Axon server single node and transactions

stijnhaezebrouck · August 23, 2021, 11:05am

Hello, here at Renta Solutions, we will be using axon server as a single node in a project for event archiving. As events to be archived are typically provided in batch jobs, there is no need for a clusterized environment.

However, about transactions: it is correct that, in a single node setup, transactions might commit before the data is actually written to disk by Axon server? In a multi node setup, this would be ok, as there is a low chance of all nodes dropping out at the same time, but in a single node setup, can a crashing Axon Server node (the only one) lead to data loss?

Sara_Torrey · August 23, 2021, 3:09pm

Can you tell me more about your setup? Are you using event sourcing? Are you also using a relational DB for storing your data as well? Additionally, are you trying to find out how to handle retry when a transaction is unsuccessful?

stijnhaezebrouck · August 23, 2021, 3:28pm

In the surrent setup, an archiving project, we are reading from a relational database, and publishing events in Axon Server. However, after committing the events to axon server, the events in de relational database are immediately removed (as they are considered to be archived in axon server). Question is: if the event is committed to axon server; and it crashes, is the committed event guarenteed to be stored on disk or not?

After committing, one might expect that it is. However, I remember from the past with axon server (or axon db, earlier), that axon server would already commit the transaction prior to storing it. It did that after the transaction was accepted by multpile nodes, so that in case one node would fail to write the event to disk, it could retrieve it later from the other nodes. That was also the reason why 3 axon server nodes should not write to the same volume. If the volume crashes, ALL the 3 nodes would crash at the same time (potentialy loosing data). This was by design, in favor of performance.

Hence, the recommended use of axon server in production was to have multiple nodes instead of just one.
I wonder whether this is still the case today.

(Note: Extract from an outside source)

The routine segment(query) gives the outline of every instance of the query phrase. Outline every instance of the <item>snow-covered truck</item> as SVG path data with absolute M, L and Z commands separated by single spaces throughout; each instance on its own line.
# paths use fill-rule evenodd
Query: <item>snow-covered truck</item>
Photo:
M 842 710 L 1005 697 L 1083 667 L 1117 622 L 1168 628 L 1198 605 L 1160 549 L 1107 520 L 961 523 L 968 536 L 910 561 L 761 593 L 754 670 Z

Bert_Laverman · August 24, 2021, 7:51am

Stijn,
I hope you don’t mind if I correct you here slightly because the way you state your concern seems to indicate that Axon Server has not requested the OS to write the data to disk when it sends the confirmation back to the client. First of all, when Axon Server stores the data for itself, it does this using memory-mapped files. This means that it actually has transferred the responsibility for that data to the OS already and, barring catastrophic failure, nothing is left to be done.

In modern Operating Systems, there is virtually no difference between asking the OS to write a block of data to disk (or reading a block from disk) and using an explicitly memory-mapped file, apart from the extra copy operation to or from that buffer.

Axon Server has an additional function that helps prevent data loss through catastrophic loss of the server, by explicitly asking the OS to write any (memory-mapped) data to disk at a certain interval. This interval is controlled by three properties:

axoniq.axonserver.replication.force-interval controls the interval for the (Axon Server EE) Replication Logs.
axoniq.axonserver.event.force-interval controls the interval for the events in the Event Store.
axoniq.axonserver.snapshot.force-interval controls the interval for the snapshots in the Event Store.

All three have a default value of 1000, which translates to 1000 microseconds or 1 second.

So, to get back to your original question: No, when the data is committed it has been written to the files, and (strictly speaking) only the OS needs to do some extra work, but that is no longer Axon Server’s responsibility. However, you are correct in the sense that the data may not have actually been transferred to disk, so a catastrophic failure at precisely that instant could cause the situation you describe. Forcing the synchronization at any change in the data or at every write call has a definite performance impact, so Axon Server uses a timed synchronization loop instead. This synchronization is also forced during a normal shutdown of the application. But the actual execution of the write is completely in the hands of the OS.

I hope this answers your concerns.

Cheers,
Bert Laverman